|
Do We Need To Hunt Bears?
So what would happen if we stopped hunting bears? Minnesota's DNR bear project leader, Dave Garshelis, said, "We'd have a lot more bears." Minnesota hunters take about 3,400 bruins each season, roughly 20 percent of the total population. Although residents living in the heart of bear country have learned to live with the animals and nuisance complaints aren't a major factor, Garshelis admitted that without hunting, problems would certainly rise.
"In terms of how humans live with bears now, it's probably better to hunt them than not. In regions with high numbers of bears and people, quite a few are hit by cars, and it doesn't really matter to the bear whether it's killed by a hunter or a car," he added.

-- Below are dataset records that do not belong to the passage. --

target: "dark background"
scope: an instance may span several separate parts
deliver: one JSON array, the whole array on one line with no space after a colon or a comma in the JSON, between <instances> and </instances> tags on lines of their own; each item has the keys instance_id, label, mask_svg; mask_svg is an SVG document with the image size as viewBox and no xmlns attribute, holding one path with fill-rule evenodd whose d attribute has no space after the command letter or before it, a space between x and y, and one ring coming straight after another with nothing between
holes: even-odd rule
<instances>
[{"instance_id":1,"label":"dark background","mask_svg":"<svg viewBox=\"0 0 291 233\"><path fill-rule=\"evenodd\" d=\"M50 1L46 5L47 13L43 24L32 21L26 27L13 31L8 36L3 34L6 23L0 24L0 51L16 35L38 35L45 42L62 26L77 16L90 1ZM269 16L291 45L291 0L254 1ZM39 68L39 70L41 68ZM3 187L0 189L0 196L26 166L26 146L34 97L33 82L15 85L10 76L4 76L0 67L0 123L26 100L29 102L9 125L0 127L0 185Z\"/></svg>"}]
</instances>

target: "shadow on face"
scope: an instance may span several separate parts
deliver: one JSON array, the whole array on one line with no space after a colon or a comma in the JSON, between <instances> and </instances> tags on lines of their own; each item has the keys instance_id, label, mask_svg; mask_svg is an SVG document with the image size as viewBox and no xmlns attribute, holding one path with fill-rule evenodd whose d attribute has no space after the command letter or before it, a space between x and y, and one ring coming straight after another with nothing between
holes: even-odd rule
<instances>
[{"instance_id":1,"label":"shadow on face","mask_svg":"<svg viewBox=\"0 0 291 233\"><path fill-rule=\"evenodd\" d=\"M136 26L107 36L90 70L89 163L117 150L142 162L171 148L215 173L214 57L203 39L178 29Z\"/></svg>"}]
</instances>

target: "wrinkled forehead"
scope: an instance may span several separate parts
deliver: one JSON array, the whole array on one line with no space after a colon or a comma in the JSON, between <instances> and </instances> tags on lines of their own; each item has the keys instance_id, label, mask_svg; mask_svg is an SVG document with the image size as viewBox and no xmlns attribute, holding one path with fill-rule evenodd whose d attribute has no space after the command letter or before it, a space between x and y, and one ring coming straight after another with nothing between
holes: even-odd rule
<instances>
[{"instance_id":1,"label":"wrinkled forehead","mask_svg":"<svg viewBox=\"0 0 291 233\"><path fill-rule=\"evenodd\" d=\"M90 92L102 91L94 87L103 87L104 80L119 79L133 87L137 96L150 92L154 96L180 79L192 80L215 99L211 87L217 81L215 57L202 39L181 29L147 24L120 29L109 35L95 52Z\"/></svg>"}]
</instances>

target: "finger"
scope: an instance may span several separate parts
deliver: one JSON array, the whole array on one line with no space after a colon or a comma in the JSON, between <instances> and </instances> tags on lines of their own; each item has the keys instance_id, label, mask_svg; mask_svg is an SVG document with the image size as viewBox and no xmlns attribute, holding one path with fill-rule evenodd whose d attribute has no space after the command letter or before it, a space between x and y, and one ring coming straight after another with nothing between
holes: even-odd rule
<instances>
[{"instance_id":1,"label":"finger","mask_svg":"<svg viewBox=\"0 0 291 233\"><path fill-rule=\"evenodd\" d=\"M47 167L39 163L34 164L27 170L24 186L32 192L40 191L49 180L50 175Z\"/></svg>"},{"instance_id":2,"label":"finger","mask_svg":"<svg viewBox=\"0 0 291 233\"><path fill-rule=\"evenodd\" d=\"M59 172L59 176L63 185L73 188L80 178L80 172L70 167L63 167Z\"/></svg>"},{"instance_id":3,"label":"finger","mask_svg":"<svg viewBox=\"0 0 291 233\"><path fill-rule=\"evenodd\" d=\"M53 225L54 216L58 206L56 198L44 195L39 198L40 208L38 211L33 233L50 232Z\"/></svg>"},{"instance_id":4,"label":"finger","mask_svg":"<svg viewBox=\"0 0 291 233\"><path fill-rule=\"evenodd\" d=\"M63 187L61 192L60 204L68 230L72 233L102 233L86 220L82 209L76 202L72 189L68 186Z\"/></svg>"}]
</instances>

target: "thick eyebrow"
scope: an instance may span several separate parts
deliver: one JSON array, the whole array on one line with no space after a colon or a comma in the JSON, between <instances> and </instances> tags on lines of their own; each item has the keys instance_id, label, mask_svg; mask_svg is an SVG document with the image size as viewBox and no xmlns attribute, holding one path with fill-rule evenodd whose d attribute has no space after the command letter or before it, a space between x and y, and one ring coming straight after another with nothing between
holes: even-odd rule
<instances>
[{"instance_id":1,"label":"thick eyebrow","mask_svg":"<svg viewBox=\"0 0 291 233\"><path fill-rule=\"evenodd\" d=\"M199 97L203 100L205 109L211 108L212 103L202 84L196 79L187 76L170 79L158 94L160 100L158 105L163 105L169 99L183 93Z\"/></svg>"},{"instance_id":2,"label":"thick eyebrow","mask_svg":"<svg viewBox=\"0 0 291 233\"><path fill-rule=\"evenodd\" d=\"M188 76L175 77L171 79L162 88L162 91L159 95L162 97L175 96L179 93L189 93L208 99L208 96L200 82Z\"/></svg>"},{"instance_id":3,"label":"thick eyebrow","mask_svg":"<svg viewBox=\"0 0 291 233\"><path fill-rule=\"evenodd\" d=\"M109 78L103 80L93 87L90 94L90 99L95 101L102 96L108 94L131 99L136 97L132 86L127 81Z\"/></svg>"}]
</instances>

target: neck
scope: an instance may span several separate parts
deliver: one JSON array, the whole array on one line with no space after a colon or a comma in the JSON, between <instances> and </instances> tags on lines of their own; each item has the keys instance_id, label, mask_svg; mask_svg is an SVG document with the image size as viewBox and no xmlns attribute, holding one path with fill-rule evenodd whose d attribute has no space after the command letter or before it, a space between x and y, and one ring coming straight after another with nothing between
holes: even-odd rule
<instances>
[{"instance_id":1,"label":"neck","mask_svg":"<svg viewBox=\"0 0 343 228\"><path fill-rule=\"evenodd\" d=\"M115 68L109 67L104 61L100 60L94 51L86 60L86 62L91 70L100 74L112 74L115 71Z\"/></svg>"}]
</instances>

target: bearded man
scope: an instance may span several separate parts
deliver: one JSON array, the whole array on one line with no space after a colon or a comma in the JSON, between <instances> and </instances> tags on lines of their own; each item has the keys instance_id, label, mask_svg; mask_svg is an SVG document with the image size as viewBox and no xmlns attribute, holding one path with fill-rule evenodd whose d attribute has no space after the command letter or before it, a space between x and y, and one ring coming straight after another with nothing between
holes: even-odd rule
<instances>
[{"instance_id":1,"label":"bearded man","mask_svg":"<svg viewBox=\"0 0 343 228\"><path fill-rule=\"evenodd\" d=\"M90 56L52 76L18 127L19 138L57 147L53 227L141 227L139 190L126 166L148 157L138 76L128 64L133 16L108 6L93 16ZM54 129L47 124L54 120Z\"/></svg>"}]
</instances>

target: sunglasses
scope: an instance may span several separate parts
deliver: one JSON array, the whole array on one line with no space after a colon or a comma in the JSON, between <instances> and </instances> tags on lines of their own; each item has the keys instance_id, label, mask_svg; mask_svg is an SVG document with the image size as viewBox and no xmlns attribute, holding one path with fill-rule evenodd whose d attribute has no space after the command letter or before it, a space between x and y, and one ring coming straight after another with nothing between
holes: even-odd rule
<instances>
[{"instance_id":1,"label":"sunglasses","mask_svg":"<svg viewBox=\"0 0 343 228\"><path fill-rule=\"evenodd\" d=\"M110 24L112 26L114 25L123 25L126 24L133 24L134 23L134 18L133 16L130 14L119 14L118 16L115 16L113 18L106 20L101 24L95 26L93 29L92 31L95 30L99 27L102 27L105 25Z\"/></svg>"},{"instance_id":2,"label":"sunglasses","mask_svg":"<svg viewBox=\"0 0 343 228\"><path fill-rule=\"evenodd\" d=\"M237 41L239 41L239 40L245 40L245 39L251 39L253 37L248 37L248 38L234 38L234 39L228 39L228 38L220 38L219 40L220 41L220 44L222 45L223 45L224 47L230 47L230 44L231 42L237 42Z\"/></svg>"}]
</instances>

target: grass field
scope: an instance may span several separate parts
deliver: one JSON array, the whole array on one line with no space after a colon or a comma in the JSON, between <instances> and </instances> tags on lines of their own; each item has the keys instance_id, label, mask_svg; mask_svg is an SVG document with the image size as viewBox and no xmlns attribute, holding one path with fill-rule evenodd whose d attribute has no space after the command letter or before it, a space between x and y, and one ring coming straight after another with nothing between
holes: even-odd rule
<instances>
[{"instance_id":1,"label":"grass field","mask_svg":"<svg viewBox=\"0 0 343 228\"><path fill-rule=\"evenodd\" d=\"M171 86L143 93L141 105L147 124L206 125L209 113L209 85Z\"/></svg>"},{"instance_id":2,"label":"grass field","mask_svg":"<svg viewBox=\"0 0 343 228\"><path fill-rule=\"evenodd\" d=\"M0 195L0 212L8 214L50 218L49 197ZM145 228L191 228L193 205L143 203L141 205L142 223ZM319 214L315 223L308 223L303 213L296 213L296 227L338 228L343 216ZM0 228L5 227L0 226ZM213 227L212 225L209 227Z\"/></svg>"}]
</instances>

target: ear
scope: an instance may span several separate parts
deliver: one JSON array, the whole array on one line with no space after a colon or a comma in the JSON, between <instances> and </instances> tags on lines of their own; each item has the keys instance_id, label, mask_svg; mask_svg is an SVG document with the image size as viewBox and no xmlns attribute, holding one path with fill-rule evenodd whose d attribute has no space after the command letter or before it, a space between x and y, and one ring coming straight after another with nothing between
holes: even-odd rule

Rural New Jersey residents are seeing the results of too many bears in too little space. According to the state's Fish & Game Council, nuisance complaints during a one-month period--October to November--increased 45 percent from 2005 to 2006. Bear season wasn't blocked completely in Ontario, but a cancellation of the spring bear hunt in 1999 resulted in a significant increase in nuisance complaints, as well. Quinney examined reports of bear incidents five years before the spring hunt ban and five years after.
"In those areas with high bear populations, complaints increased 500 percent on average," he said. "We also looked at nuisance complaints in Manitoba, which still has a spring season. There was no change in the number of problem bears, so it's pretty obvious that without hunting pressure, more bears result in many more problems."
Anywhere bears are a legal game animal, particularly in states with high bear populations and abundant hunting opportunities, entire economies depend on the money hunters spend. According to Quinney, the Ontario government found that between 1987 and 1998, the economic impact of spring bear hunting was more than $350 million. In 1996, bear hunters had an economic impact of $46 million, which generated an additional $4 million in local, provincial and federal taxes.
"Bear hunting doesn't have near the economic impact as deer hunting does in Minnesota, but in communities where it's popular, bear hunters certainly do contribute a large amount to local economies," said Garshelis.
If bear populations do increase, the animals become more dangerous to each other, as well. Quinney said bears become cannibalistic as densities increase, citing a study by the Ontario Ministry of Natural Resources that found that adult male bears prey heavily on cubs as population densities increase.
"One of the arguments against the spring bear hunt was that hunters were shooting sows with cubs, which left those cubs orphaned. The MNR estimated that out of an annual spring harvest of about 4,000 animals, only about twenty-seven cubs were left orphaned as a result of mistaken harvest by hunters. With the increase in population since the spring hunt ban, an estimated 2,500 cubs are dying from cannibalism or starvation," said Quinney. "Are we doing them a favor if we stop hunting them?"
The future of bear hunting remains strong, but Jeanneret says hunters have to understand the connection between bear hunting and all other forms of hunting.
"Our foes look for a chink in the armor of our hunting heritage and go to great lengths to exploit any weakness," he said. "When sportsmen work together, we win. There's nothing magical about it."